Governance and Reporting

  • Process: The Compartment integrates Sustainability Risks into decision-making and investee engagement throughout the investment process. The Compartment’s investment evaluation of investees includes an ESG risk assessment, leading to an ESG risk score according to the level of ESG risks. The ESG risk assessment, conducted during the due diligence phase, is customized according to the profile of the investee. If the ESG risk assessment leads to a high-risk categorization where ESG-related risks cannot be mitigated to a satisfactory extent, the investment will not proceed. If the Sustainability Risks are considered low to medium, the results of the ESG due diligence are included in the Investment Memorandum presented to the Investment Committee whose investment decision is informed by the review of ESG factors.
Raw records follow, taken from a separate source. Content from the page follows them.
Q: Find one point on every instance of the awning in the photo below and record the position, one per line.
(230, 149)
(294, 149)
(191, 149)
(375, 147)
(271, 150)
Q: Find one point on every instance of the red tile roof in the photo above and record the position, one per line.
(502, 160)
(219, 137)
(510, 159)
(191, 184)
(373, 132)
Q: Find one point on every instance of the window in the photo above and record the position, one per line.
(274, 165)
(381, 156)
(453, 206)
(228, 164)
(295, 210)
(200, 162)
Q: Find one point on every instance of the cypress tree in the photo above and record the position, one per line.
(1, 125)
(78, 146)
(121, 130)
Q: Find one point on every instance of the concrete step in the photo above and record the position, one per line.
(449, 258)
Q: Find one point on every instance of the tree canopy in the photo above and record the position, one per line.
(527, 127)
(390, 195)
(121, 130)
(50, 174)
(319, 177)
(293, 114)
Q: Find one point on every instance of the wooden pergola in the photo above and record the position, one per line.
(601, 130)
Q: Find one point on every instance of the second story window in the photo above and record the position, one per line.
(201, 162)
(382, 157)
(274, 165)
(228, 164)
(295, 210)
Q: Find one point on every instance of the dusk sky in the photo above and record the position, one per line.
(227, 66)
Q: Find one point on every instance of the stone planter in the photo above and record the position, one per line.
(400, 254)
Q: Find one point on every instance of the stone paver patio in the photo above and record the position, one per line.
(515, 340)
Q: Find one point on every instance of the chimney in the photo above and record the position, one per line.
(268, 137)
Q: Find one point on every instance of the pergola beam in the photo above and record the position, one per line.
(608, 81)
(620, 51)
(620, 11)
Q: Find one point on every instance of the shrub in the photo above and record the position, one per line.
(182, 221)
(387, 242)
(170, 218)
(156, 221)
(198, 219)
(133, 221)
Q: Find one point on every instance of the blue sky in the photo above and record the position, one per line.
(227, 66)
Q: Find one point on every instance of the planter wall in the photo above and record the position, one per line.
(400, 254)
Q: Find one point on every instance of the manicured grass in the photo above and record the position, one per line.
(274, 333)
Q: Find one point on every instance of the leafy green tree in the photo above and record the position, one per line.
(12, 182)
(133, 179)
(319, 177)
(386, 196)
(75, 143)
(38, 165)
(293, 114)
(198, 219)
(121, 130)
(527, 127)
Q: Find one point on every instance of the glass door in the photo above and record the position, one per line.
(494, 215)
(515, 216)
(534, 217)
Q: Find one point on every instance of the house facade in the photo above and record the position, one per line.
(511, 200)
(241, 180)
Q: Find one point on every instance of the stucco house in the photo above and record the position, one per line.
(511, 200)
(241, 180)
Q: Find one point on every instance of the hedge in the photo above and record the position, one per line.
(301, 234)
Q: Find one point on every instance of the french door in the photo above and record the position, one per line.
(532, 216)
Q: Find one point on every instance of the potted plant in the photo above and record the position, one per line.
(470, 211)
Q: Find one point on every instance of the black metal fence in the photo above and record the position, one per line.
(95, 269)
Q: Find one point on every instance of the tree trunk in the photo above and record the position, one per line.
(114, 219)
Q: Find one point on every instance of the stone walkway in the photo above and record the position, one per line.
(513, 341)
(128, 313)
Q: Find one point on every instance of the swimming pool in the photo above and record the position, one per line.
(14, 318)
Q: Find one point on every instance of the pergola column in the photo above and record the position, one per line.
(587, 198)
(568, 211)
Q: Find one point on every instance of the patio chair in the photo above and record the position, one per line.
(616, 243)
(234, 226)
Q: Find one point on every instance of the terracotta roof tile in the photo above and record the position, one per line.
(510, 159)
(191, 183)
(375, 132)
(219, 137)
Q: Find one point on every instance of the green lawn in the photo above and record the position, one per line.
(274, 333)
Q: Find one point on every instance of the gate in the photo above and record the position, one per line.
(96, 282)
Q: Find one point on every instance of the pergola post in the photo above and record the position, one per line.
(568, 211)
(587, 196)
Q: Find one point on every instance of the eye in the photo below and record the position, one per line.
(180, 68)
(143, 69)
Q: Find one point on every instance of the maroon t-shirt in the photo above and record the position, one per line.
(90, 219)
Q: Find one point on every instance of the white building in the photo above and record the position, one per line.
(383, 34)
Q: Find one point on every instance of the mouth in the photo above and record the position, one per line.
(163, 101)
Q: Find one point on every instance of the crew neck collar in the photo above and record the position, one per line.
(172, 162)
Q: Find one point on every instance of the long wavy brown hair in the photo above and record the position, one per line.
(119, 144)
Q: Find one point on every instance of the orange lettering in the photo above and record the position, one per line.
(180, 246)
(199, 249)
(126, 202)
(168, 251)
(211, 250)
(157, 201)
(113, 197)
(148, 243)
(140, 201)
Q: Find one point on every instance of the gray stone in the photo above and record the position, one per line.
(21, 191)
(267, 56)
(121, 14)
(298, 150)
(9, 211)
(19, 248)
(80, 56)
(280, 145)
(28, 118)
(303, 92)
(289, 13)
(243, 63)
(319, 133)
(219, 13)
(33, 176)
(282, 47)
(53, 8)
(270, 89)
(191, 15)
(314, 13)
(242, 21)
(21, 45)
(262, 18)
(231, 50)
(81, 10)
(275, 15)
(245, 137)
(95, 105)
Where significant Sustainability Risks are identified as a result of the ESG due diligence of an investee but the level of risk remains overall low or medium, a clear ESG risk mitigation strategy may be requested as a prerequisite for investment, and regular updates related to the ESG risk mitigation strategy and/or ESG Action Plan as a reporting requirement. Mandatory incident reporting further facilitates our ESG risk management. Finally, our Compartment’s engagement with investees, including on ESG matters, is an integral component of Cycle’s investment process and contribution to positive development impact.
  • No Adverse Impact: The investment process provides that the portfolio companies follow good governance practices and that the precautionary principle of ‘do no significant harm’ is ensured. No adverse impact on the environmental and social goals should arise from investment decisions or from the portfolio companies themselves.
  • Investment Decisions: The Compartment's investment process includes a sustainability evaluation, and every investment memorandum includes a section on the potential emission reduction potential of evaluated companies and their technologies. The core investment focus of the Fund are sustainable technologies especially in the energy efficiency, hydrogen economy and electrical grid. Thus, in the selection of companies to be screened, in the due diligence of companies and in the investment management process, the sustainability performance aspect is paramount.
  • Compartment Returns: The impact of additional emission regulations and sustainability policies fostering emission reduction of all industries are projected to have a positive impact on the technologies the Compartment invests in. Compartment's returns are expected to prosper as portfolio
  • Remuneration Policies: The Fund has a remuneration policy accessible on the funds website https://www.cycle-group.com.
  • Impact Reporting: Annual Impact Reports are provided to measure the sustainability of investments and their impact using Impact Investment and Investment Reporting Standards (IRIS) performance metrics developed by the Global Impact Investing Network. Management and investment decisions about an individual investment will be made not in isolation but in the context of the investment policy and the Impact Investment and Investment Reporting Standards. As a whole with risk and return objectives reasonably suited to the Fund. IRIS is an initiative of the Global Impact Investing Network, a non-profit organisation dedicated to increasing the scale and effectiveness of impact investing. Impact investments are investments made into companies, organisations, and funds with the intention to generate social and environmental impact alongside a financial return. The GIIN recognises impact measurement as a core characteristic of impact investing and offers IRIS as a free public good to support transparency, credibility, and accountability in impact measurement practices across the impact investment industry.